When the earth shook in Kathmandu on April 25, it dumped a seven-story building on top of 15 year-old Pemba Tamang. The boy was trapped under the weight of a world that for him and thousands of others literally tore apart and collapsed like a scene from a sci-fi doomsday movie.
Then five days passed. Helpless and alone, he waited, and survived. I figure that comes to about 7,200 minutes. Even a couple minutes can be scary if you find yourself crushed under debris, unable to move. I can’t imagine his plight for hour after hour in the dark, wondering what’s next as tremors continued for days, each rumble threatening to sever the tiny thread of life he desperately clung to. Finally a combined Nepalese and American disaster response team heard his cries for help, and brick by brick dug him out. “I thought I was just hallucinating again,” he said, when light finally broke through between the concrete slabs that wedged him into a deep crevice. Covered in dust from head to foot and squinting in the bright sunlight, he was surprisingly coherent and responsive, enough so to manage a little hand wave to a cheering crowd of jubilant onlookers, desperate for good news.
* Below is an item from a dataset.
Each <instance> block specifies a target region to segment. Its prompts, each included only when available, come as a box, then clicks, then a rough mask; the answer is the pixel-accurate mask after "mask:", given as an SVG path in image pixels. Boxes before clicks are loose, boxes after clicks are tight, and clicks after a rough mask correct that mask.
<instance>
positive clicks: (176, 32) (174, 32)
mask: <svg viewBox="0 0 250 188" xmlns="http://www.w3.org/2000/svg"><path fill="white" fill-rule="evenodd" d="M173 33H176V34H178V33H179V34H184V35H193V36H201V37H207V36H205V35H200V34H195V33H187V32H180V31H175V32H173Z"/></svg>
I will try to remember Pemba’s struggle and his remarkable patience next time I have to wait at the grocery store check-out line, or when the cars in front of me aren’t moving quickly enough at the Starbuck’s drive-through. I will remember that any small inconvenience in my so-called busy life is nothing compared to five days in a hole. I will also think about the parallel between this story and the way the God of the Bible is always on a rescue mission, searching for the lost, for those who are buried under tons of personal rubble, trapped without a chance of escaping on their own. I can personally testify that He hears even the faintest cry for help, and won’t stop digging for us until His saving hand pulls us out of what could have been our spiritual grave. We are told that “. . . there is more joy in heaven over one lost sinner who repents and returns to God than over ninety-nine others who are righteous and haven’t strayed away!” (Luke 15:10 NLT) That sounds like a cheering crowd to me.